What the article says
- After an MRI for shoulder pain, a clinic immediately treated the author for a Grade III tendon tear. He left suspicious they'd jumped the gun.
- He fed the full DICOM scan into Claude Code (Opus 4.8) and let it run for an hour. It found no tear — the opposite of the doctor's finding.
- A second Claude session arbitrated between the two reports and sided with the AI: mild tendinosis, nothing torn, moderate-to-high confidence.
- AI also flagged two red flags the author missed: shockwave therapy isn't recommended without calcification, and the injected gel is classified as homeopathic with no proven indication.
- He's stuck — can't fully trust the AI, can't fully trust the clinic. The honest conclusion is: go see another doctor.
What HN is saying
- Multiple radiologists in the comments agree: general-purpose LLMs are genuinely bad at reading MRI images. Public radiology training data is a fraction of what a first-year resident processes.
- One radiologist goes further — the AI's anatomical labels are outright wrong, suggesting the findings are hallucinated from report text in training data, not from actually reading the images.

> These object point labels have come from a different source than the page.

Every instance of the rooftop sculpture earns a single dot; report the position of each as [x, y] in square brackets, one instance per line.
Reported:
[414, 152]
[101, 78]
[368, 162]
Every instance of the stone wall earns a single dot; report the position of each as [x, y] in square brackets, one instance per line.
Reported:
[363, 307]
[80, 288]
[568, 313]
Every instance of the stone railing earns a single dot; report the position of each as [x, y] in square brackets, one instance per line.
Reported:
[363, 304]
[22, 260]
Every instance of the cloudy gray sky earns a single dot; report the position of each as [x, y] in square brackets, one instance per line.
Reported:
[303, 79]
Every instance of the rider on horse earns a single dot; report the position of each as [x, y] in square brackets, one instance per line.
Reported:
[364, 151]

- The sharpest observation: experts in any field consistently find AI output wrong or incomplete; it only looks helpful when you lack the domain knowledge to catch the errors.
- A commenter nearly died after an LLM told him his emergency symptoms just needed rest. He went to surgery anyway. Another commenter's father delayed cancer treatment on AI advice and didn't survive.
- The one use case everyone agrees works: paste a medical report into Claude, get it translated into plain language, ask the follow-up questions you felt awkward asking the doctor.